Living
in squalor and sentenced to a life of shame and hard labour, these are the
women who have been forced to live as outcasts amid accusations that they are
witches. Cut off from their communities and abandoned by their families, they
are banished to spend the rest of their days in 'witch camps'. Hundreds of
women in northern Ghana are accused of witchcraft and condemned to a life of
extreme violence, harassment and isolation.
Many of the women in the camps have been accused of being witches by relatives or neighbours. Once an accusation is made they are banished from their villages and sometimes chased out by a violent mob.
Often
young female relatives are sent with them to live in the camp as an ‘attendant’
and also live in the same appalling conditions, facing terrible discrimination.
In some cases, the fate of the women is determined not by the elders of their
village, but by the dying contortions of a slaughtered chicken.

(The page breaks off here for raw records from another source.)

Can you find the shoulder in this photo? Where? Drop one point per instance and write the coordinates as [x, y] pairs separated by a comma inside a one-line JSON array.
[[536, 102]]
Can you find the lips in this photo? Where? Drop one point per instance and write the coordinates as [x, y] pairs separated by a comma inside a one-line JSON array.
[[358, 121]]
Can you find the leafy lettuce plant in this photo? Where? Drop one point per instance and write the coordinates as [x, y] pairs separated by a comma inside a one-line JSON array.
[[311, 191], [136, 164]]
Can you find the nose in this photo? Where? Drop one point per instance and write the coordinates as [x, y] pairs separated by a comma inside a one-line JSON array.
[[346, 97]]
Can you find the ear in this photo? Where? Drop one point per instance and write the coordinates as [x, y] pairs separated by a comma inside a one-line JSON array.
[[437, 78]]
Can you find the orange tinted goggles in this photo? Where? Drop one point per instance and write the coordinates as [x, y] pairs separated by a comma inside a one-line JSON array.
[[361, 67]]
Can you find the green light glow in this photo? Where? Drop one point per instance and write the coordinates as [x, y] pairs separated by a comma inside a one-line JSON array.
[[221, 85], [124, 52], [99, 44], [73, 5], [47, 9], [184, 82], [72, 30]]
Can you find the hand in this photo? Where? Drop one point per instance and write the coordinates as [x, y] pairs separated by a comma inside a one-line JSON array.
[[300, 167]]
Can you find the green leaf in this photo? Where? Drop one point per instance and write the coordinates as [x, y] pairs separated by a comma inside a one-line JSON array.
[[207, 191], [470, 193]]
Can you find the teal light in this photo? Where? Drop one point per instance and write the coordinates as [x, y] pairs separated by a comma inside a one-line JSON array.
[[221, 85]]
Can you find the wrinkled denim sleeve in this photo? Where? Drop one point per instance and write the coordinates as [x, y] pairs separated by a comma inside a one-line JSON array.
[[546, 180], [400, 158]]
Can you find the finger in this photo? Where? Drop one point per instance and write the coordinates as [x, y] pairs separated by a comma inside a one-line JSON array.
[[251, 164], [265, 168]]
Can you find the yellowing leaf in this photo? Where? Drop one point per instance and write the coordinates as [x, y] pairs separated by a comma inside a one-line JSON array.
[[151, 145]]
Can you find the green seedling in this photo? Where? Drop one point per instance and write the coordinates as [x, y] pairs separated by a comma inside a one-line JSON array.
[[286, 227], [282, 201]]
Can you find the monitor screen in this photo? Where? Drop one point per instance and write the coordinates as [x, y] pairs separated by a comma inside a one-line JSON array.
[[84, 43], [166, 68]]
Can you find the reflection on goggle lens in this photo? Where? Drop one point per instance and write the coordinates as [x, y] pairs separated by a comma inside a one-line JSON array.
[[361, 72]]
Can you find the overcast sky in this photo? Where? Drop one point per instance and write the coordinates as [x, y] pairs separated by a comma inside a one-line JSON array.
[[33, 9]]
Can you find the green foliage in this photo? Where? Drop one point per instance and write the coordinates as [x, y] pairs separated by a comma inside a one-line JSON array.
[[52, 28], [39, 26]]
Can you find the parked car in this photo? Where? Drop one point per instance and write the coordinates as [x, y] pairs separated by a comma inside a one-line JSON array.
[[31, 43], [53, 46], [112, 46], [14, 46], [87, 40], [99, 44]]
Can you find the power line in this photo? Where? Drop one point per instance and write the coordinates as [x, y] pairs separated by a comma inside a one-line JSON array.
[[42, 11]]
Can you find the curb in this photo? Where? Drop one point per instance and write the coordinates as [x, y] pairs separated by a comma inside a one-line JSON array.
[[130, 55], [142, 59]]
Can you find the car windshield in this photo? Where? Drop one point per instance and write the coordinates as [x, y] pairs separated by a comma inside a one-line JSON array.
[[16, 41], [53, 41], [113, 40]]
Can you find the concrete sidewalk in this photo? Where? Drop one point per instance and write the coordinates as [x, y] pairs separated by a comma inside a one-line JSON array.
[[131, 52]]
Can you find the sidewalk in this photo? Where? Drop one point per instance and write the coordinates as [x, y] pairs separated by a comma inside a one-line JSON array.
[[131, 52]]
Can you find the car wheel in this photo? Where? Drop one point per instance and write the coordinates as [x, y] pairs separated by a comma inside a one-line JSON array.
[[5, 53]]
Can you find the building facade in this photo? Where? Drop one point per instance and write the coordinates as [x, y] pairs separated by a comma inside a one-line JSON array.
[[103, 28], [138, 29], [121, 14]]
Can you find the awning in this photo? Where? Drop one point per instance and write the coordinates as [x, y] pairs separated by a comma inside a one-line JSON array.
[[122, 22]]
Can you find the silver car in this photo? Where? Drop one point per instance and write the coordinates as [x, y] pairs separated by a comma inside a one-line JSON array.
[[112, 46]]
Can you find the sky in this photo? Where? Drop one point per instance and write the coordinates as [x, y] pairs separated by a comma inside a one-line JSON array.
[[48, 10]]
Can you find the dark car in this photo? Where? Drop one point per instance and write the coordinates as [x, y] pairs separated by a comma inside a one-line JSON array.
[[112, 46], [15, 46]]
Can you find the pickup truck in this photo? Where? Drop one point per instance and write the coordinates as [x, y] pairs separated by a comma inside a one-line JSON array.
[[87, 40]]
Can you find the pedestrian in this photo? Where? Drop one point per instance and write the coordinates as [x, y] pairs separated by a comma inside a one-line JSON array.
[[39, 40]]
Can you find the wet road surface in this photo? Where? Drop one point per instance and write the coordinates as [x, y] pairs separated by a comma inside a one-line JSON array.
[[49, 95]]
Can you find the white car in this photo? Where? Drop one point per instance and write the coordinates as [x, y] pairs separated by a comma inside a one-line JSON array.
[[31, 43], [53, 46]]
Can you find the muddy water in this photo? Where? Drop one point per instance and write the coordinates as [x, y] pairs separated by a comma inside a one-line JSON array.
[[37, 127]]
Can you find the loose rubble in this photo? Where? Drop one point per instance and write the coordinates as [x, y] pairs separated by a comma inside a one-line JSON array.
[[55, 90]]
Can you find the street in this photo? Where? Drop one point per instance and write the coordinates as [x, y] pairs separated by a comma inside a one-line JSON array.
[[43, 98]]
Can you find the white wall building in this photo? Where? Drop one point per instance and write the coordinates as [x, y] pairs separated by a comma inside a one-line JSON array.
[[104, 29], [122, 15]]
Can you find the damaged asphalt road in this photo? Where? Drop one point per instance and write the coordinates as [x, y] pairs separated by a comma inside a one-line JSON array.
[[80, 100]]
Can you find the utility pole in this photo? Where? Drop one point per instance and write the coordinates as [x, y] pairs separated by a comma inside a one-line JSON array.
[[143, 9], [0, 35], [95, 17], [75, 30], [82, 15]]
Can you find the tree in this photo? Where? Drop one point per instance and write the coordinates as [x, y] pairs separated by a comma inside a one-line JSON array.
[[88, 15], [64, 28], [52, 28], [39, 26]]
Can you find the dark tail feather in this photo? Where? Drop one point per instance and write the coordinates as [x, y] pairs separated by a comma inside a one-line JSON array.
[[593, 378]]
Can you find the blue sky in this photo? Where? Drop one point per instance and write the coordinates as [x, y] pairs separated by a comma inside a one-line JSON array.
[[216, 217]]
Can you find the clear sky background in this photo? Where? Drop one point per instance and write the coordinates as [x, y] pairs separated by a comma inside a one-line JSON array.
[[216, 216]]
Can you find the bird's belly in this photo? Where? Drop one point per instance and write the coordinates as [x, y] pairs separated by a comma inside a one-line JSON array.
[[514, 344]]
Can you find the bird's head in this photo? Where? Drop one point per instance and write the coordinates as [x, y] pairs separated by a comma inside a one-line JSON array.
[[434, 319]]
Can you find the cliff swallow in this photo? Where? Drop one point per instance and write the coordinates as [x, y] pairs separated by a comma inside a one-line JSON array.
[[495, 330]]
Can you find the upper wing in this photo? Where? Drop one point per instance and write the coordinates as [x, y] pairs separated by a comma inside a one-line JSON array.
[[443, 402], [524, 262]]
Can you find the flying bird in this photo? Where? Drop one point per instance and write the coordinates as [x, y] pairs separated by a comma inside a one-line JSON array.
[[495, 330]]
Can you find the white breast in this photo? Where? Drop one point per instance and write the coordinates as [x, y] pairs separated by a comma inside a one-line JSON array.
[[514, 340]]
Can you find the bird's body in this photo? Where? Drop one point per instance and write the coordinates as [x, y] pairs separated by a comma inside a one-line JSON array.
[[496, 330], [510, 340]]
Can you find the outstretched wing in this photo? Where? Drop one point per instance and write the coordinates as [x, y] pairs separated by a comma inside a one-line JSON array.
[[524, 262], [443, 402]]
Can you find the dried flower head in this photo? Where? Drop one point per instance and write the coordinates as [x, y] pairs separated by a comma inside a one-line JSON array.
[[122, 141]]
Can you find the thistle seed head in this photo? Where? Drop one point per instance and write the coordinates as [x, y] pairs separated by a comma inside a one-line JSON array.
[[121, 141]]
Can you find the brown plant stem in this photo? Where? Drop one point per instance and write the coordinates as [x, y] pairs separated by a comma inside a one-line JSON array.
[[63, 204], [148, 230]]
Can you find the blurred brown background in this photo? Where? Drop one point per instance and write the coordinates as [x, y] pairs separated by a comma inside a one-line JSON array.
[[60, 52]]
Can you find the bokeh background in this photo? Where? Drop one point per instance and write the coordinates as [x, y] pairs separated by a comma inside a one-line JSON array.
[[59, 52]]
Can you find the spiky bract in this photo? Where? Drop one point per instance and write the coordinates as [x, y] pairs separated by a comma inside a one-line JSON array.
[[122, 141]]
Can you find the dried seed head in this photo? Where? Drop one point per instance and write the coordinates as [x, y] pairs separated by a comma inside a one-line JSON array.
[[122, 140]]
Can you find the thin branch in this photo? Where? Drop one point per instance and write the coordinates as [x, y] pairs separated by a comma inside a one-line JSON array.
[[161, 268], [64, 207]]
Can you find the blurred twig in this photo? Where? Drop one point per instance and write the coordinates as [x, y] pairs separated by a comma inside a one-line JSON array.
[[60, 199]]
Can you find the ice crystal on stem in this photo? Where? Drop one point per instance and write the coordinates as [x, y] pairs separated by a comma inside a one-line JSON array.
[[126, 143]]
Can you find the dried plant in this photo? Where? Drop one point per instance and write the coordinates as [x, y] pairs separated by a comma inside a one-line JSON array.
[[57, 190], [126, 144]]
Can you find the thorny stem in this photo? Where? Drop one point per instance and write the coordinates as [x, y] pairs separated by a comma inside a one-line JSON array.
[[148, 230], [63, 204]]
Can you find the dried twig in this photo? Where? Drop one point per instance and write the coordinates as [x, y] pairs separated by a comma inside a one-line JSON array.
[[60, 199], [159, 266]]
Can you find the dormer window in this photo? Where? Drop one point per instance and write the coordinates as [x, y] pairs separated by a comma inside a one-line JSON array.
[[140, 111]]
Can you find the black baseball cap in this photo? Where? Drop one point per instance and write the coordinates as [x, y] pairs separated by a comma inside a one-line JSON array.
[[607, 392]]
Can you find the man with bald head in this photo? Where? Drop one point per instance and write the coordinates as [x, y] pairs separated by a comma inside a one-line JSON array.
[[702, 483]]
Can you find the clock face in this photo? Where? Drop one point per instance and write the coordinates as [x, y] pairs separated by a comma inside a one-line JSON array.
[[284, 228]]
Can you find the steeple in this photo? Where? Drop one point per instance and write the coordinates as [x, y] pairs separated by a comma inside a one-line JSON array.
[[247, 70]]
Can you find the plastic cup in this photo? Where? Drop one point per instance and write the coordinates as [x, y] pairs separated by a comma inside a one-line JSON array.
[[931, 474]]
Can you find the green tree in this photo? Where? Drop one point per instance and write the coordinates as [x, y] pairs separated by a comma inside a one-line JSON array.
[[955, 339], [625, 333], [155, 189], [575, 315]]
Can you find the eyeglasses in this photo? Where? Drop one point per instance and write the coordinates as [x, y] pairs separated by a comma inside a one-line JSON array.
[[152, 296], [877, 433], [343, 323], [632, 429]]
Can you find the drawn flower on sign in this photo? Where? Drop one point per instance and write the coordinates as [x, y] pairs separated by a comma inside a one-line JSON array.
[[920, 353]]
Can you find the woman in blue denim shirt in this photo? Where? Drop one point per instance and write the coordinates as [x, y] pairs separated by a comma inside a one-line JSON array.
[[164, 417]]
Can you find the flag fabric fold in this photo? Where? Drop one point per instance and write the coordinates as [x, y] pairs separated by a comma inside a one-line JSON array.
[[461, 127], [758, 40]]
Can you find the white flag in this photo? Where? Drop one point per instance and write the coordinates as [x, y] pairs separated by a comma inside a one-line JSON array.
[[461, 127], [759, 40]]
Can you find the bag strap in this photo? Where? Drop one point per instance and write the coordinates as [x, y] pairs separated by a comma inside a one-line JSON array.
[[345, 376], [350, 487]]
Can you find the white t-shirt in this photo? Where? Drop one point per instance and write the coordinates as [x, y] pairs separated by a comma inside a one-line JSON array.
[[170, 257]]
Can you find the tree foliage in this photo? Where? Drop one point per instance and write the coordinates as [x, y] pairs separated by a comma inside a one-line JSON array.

If the chicken falls with its head down and its feet in the air, the woman is declared a witch. If it falls feet down, her innocence is declared. However, regardless of the outcome, once an accusation has been made a woman will be sent to the camp whether she's 'guilty' or not, just in case some villagers do not believe her innocence. A report compiled by international aid charity ActionAid documents cases of both elderly and young women abandoned by their families and trapped in the ‘witch camps’ until they die.